Most teams begin using automation tools like Terraform, Puppet, Chef, and Ansible to provision new infrastructure, but don’t use them regularly to make changes and apply updates once the systems are running. Building and configuring a new system from scratch is fairly easy. But writing definition files and scripts that will run reliably across a large number of existing systems is hard.
Chances are, things will have changed on some of those servers. For example, if you have a dozen web servers serving various websites, some sites will have needed an additional plugin or two, configuration tweaks, or even system packages. Problems will have cropped up and been fixed on a few of the servers, but not others.
The little differences and inconsistencies that accumulate between servers over time are Configuration Drift. Configuration drift makes it unlikely that a Playbook, Cookbook, Manifest, etc. will run reliably over all of the servers, which leads to the Automation Fear Spiral. This prevents teams from using automated configuration as effectively as they could.
Models for updating servers
So a key part of any team’s infrastructure management approach is how to make changes to existing servers. A good automated change process should be easy and reliable, so that making changes outside the process - logging in and installing a package, for example - just feels wrong.
I summarize four models for updating servers in chapter 4 of the infrastructure book, and use them throughout. As with any model, this is just a convenience. Many teams will do things that don’t quite fit any one of these models, which is fine if it works for them. The purpose of this is to give us ideas of what might work for us.
The models are:
- Ad-hoc change management
- Configuration synchronization
- Immutable infrastructure
- Containerized services
Each of this is explained in a bit more detail below.
Ad Hoc Change Management
Ad hoc change management makes changes to servers only when a specific change is needed. This is the traditional, pre-automation approach - log into a server, edit files, install packages, and create user accounts. It still seems to be the most common approach even for people using automation tools like Ansible, Chef, and Puppet. People write or modify a configuration definition and then manually run the tool to apply it to a subset of servers. They don’t run the configuration tool unless they have a specific change they want to make.
The problem with this is that it leads to configuration drift and the automation fear cycle, exactly as described above. Often, some servers can go a while without having the automation tool run on them. When someone finally does try to run it, the number of changes made are so large that it’s almost guaranteed that something will break.
Configuration Synchronization
Configuration synchronization repeatedly applies configuration definitions to servers, for example, by running a Puppet or Chef agent on an hourly schedule. This happens on all servers, regardless of whether any changes have been made to the definitions.
Doing this ensures that any changes made outside of the automation are brought back into line with the definitions.

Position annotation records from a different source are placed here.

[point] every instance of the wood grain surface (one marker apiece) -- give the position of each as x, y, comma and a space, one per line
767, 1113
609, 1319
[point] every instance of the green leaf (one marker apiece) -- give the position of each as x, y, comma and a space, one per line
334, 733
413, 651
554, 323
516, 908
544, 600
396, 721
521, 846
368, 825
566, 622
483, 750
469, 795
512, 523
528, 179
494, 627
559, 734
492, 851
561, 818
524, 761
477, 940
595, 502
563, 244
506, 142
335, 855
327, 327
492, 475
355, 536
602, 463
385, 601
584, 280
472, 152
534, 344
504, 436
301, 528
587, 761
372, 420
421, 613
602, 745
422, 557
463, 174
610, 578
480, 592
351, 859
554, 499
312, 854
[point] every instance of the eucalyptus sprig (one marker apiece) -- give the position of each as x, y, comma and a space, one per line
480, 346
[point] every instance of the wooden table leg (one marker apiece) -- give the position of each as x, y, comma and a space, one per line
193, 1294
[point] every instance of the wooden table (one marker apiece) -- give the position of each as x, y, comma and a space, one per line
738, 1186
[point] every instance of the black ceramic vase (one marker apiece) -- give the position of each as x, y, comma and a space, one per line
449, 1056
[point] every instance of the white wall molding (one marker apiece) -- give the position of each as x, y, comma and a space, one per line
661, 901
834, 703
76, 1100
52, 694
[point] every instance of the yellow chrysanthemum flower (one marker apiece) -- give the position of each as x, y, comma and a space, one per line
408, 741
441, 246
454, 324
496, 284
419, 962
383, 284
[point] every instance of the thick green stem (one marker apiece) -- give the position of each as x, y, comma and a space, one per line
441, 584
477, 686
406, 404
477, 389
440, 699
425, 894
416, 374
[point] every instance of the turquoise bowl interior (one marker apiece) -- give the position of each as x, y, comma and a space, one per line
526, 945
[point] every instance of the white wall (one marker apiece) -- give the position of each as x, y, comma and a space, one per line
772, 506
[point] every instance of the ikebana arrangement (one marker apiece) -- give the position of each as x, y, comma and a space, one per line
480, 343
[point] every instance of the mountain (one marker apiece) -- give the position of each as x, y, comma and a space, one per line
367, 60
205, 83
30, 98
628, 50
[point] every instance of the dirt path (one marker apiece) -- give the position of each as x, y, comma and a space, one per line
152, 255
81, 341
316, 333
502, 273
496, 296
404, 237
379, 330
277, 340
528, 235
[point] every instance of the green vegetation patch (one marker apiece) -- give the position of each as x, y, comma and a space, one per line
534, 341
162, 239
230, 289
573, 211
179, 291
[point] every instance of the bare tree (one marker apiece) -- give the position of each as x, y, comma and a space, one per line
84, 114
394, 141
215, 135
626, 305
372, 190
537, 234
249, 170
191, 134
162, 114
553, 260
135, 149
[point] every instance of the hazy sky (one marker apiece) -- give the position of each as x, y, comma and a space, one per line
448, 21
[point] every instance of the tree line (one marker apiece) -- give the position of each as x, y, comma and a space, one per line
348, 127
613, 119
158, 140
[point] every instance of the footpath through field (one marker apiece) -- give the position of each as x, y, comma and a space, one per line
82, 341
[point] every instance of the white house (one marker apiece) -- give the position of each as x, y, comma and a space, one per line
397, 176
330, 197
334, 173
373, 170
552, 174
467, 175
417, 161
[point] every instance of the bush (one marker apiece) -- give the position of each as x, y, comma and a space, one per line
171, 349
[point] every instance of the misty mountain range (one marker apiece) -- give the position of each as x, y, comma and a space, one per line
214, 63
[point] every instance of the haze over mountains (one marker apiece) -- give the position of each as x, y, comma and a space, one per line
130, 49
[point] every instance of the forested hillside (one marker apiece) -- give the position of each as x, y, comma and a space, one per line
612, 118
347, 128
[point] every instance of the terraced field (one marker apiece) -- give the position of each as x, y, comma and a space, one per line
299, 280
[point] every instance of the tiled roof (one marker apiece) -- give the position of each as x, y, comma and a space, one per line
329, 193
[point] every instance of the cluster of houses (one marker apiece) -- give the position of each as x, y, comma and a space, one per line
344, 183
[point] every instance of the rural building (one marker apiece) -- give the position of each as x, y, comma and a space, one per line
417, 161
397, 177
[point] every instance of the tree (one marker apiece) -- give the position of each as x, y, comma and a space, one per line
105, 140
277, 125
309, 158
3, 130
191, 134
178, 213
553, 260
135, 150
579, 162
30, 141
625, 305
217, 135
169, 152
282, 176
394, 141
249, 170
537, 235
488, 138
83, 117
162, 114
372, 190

This discourages ad-hoc changes. It also guarantees that every server is up to date, having had all of the current configuration definitions applied.
Regularly applying configuration to all servers also speeds up the feedback cycle for changes, and simplifies finding and fixing problems. When someone rolls out a new change, for example applying a security patch, they can be confident it is the only change being made to systems. This gives them a smaller area to look for the issue, and lower impact for fixing it or rolling it back.
Configuration synchronization is probably the most common approach for teams with a mature infrastructure as code approach. Most server configuration tools, including Chef and Puppet, are designed with this approach in mind.
It’s important to have good monitoring that detects issues quickly, so any problems with a definition can be flagged and fixed. A change management pipeline, similar to a Continuous Delivery pipeline, can be used to automatically deploy changes to a test environment and run tests before allowing it to be applied to production.
The main limitation of configuration synchronization is that it’s not feasible to have configuration definitions covering a significant percentage of a server. So this leaves large parts of a server unmanaged, leaving it open to configuration drift.
Immutable Infrastructure
Teams using Immutable infrastructure make configuration changes by completely replacing servers. A change is made by building a new version of a server template (such as an AMI), and then rebuilding whatever servers are based on that particular template. This increases predictability, since there is little variance between servers as tested, and servers in production.
Immutable infrastructure requires mature processes and tooling for building and managing server templates. Packer is the go-to tool for building server images. As with configuration synchronization, a pipeline to automatically test and roll out server images is useful.
Containerized Services
Containerized services works by packaging applications and services in lightweight containers (as popularized by Docker). This reduces coupling between server configuration and the things that run on the servers.
Container host servers still need to be managed using one of the other models. However, they tend to be very simple, because they don’t need to do much other than running containers.
Most of the team’s effort and attention goes into packaging, testing, distributing, and orchestrating the services and applications, but this follows something similar to the immutable infrastructure model, which again is simpler than managing the configuration of full-blow virtual machines and servers.